Hardware-Aware Computation Reorganization for Memory Intensive Applications

Restricted (Penn State Only)
Author:
Kislal, Orhan Memduh
Graduate Program:
Computer Science and Engineering
Degree:
Doctor of Philosophy
Document Type:
Dissertation
Date of Defense:
February 22, 2018
Committee Members:
  • Mahmut Taylan Kandemir, Dissertation Advisor
  • Mahmut Taylan Kandemir, Committee Chair
  • Kamesh Madduri, Committee Member
  • John Morgan Sampson, Committee Member
  • Conrad S Tucker, Outside Member
Keywords:
  • memory
  • performance
  • compiler
  • approximate computing
Abstract:
After hitting the power wall, the dramatic change in computer architecture from single core to multicore/manycore brings us new challenges on high performance computing, especially for data intensive applications. Data access costs dominate the execution times of most parallel applications and they are expected to be even more important in the future. Under these circumstances, the organization of data and computation across available resources becomes a major effect on the performance of the overall system. This dissertation explores the reorganization problem from a hardware-aware perspective to fully harness the underlying architecture and demonstrates various methods to improve the memory performance. These methods span both both domain-specific solutions for some memory-intensive kernels of high importance as well as domain-agnostic optimization techniques. This dissertation approaches the problem of reorganization from two different perspectives. While the traditional methods of organization for data and computation, namely mapping and scheduling, remain highly influential and beneficial; we also evaluate the idea of approximate computing in this context and reorganize data and computation based on their predicted importance. Our exploration includes following steps. On the domain-specific side; we apply mapping, scheduling and data layout reorganization techniques to the sparse matrix vector multiplication problem.
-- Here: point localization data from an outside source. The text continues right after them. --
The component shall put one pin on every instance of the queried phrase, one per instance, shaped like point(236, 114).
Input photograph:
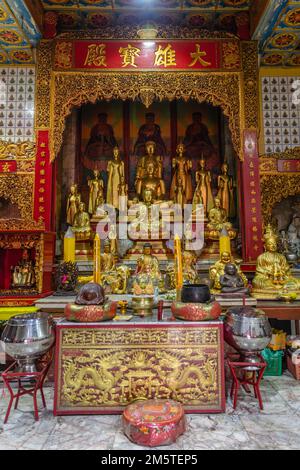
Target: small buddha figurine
point(151, 182)
point(218, 270)
point(203, 180)
point(218, 218)
point(273, 272)
point(72, 204)
point(23, 274)
point(96, 186)
point(149, 157)
point(108, 260)
point(148, 264)
point(115, 171)
point(81, 226)
point(190, 274)
point(225, 191)
point(180, 193)
point(90, 294)
point(182, 173)
point(232, 282)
In addition, we improve the k-means clustering algorithm with computation reordering as well as multiple skipping heuristics, and propose a cache skipping module for data mining algorithms and explore its benefits with recursive partitioning algorithms. On the domain-agnostic side; we explore location aware and data movement aware computation reorganization techniques, as well as, a code slicing technique that skips high-cost and low-importance data accesses. Our detailed experiments show significant improvements in all cases, up to 25% for domain-specific optimizations and up to 18% for domain-agnostic techniques.